MaaS Updates – Likely Reason Behind the Campaign
Rhadamanthys Stealer is a rare sight compared to the more common information stealers seen in the phishing threat landscape. The sudden appearance of such an unusual malware family raises questions as to why the threat actor(s) chose this specific malware, especially given the steep price tags seen in Figure 5. A report released by Cyberint on January 22nd of this year mentions that Rhadamanthys Stealer received several major updates. These updates included additional plugins, stealing capabilities, and evasive tactics for the malware. This is a probable reason for the campaign given that it appeared within such a short timeframe after the updates were released.
Figure 5: Rhadamanthys Stealer logo and pricing.
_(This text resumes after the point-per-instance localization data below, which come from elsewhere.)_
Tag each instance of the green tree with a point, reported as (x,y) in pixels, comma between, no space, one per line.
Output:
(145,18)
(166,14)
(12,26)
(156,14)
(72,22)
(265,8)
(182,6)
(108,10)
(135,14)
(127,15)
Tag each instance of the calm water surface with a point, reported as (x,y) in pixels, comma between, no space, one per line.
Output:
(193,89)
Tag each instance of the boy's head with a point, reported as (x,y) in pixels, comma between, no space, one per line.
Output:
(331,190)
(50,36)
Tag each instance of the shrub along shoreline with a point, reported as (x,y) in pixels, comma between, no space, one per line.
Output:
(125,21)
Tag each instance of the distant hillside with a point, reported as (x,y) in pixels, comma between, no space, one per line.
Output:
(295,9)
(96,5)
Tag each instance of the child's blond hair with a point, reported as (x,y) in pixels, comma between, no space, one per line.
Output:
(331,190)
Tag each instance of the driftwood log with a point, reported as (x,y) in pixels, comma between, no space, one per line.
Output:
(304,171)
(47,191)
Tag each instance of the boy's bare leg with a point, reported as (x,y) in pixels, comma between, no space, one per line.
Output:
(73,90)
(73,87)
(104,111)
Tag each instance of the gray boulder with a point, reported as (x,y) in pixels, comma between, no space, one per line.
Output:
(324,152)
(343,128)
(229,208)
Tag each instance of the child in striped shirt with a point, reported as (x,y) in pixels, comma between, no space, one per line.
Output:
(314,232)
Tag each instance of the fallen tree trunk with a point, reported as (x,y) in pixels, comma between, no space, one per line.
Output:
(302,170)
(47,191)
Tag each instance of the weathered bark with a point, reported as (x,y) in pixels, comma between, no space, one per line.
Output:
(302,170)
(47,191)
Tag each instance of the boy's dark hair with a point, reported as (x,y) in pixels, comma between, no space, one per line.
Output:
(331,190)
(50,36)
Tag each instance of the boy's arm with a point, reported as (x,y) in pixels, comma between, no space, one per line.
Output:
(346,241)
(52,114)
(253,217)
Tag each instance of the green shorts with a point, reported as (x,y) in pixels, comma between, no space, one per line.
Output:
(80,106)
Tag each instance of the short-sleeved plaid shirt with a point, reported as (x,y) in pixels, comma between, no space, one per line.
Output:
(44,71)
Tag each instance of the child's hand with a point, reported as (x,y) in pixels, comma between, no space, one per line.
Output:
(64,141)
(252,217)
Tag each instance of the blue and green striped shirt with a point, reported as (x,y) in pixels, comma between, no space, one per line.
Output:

LockBit Ransomware Takedown
The Rhadamanthys Stealer campaign appeared within days of law enforcement’s takedown of LockBit ransomware group, one of the most active Ransomware-as-a-Service (RaaS). Due to LockBit being offered as a service, the takedown affects more than just the creators. Threat actors seeking to employ the service into their campaigns are also impacted. Considering how similar a RaaS and a MaaS can be, it is not surprising to see a new campaign emerge that incorporated the use of a similar subscription-based service. In addition to that, this is not the first time Rhadamanthys Stealer and LockBit have crossed paths, a report by Threadreader mentions Rhadamanthys Stealer being utilized to deliver a leaked variant of the LockBit ransomware. Showing both the advanced capabilities by Rhadamanthys with the devastating costs that ransomware can bring.